LeetCode笔记:7. Reverse Integer

Question: (谷歌翻译)

Reverse digits of an integer.
反转数字的整数。

Example1: x = 123, return 321
Example2: x = -123, return -321

If the integer’s last digit is 0, what should the output be? ie, cases such as 10, 100.
如果整数的最后一位为0,那么输出应该是多少? 即例如10,100。

Did you notice that the reversed integer might overflow? Assume the input is a 32-bit integer, then the reverse of 1000000003 overflows. How should you handle such cases?
你注意到反转的整数可能会溢出吗? 假设输入是一个32位整数,则1000000003的倒数溢出。 你应该如何处理这种情况?

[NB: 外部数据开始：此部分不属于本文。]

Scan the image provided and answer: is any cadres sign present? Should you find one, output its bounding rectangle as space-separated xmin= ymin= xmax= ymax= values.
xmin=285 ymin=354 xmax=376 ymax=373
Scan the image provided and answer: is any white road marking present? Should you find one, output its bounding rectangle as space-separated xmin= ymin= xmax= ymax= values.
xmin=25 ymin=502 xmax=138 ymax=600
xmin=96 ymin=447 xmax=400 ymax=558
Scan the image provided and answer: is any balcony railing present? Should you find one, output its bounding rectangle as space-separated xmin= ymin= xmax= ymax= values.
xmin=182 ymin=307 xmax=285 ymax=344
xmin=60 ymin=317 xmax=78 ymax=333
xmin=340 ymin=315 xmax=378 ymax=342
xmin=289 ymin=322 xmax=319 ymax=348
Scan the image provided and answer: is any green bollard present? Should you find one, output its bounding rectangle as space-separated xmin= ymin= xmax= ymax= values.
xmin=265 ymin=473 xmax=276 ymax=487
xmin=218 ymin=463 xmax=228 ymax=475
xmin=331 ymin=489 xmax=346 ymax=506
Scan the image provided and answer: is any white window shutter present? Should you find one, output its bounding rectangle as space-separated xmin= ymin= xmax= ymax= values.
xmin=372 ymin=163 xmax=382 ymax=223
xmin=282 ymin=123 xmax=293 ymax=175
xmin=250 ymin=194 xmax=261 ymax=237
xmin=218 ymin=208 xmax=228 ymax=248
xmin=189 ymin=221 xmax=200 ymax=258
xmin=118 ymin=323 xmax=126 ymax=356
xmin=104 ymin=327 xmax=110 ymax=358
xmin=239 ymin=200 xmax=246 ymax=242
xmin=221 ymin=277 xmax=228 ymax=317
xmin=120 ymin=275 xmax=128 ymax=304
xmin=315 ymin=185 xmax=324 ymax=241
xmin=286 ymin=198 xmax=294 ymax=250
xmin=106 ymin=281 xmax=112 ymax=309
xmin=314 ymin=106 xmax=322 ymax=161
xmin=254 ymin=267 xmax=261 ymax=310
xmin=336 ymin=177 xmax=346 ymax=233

For the purpose of this problem, assume that your function returns 0 when the reversed integer overflows.
出于此问题的目的,假设当反转的整数溢出时,您的函数返回0。

Note:

The input is assumed to be a 32-bit signed integer. Your function should return 0 when the reversed integer overflows.
假定输入为32位有符号整数。 当反转的整数溢出时,你的函数应该返回0。


Top Solutions:

解法1:

public int reverse(int x) {
        long rev= 0;
        while( x != 0){
            rev= rev*10 + x % 10;//从后往前反转x
            x= x/10;//去掉当前最后一位数
            if( rev > Integer.MAX_VALUE || rev < Integer.MIN_VALUE)
                return 0;
        }
        return (int) rev;
    }

“Very Short (7 lines) and Elegant Solution”
https://discuss.leetcode.com/topic/15134/very-short-7-lines-and-elegant-solution/2

解法2:

public int reverse(int x)
{
    int result = 0;

    while (x != 0)
    {
        int tail = x % 10;
        int newResult = result * 10 + tail;
        if ((newResult - tail) / 10 != result)//利用int溢出后得出的数值与期望值不相等的特点进行判断int是否溢出
        { return 0; }
        result = newResult;
        x = x / 10;
    }

    return result;
}

“My accepted 15 lines of code for Java”
https://discuss.leetcode.com/topic/6104/my-accepted-15-lines-of-code-for-java


My Solution:

public static int reverse(int x) {
    int result = 0;
    String input = new Integer(x).toString();
    List inputList = new ArrayList();
    List resultList = new ArrayList();

    for (int i = 0; i < input.length(); i++) {
        inputList.add(input.charAt(i));
    }
    if (inputList.contains('-')) {// 是负数
        resultList.add('-');// 输入'-'
        for (int i = input.length() - 1; i > 0; i--) {// 除去第一位的'-'号不
            resultList.add(input.charAt(i));
        }
    } else {
        for (int i = input.length() - 1; i >= 0; i--) {// 除去第一位的'-'号不
            resultList.add(input.charAt(i));
        }
    }

    //将结果转为String
    String resultString = new String();
    for (char c : resultList) {
        resultString += c;
    }

    try {//若溢出
        result = Integer.parseInt(resultString);
    } catch (NumberFormatException e) {
        return 0;
    }

    return result;
}

笔记:

Integer.MAX_VALUE:表示 int 类型能够表示的最大值。
Integer.MIN_VALUE:表示 int 类型能够表示的最小值。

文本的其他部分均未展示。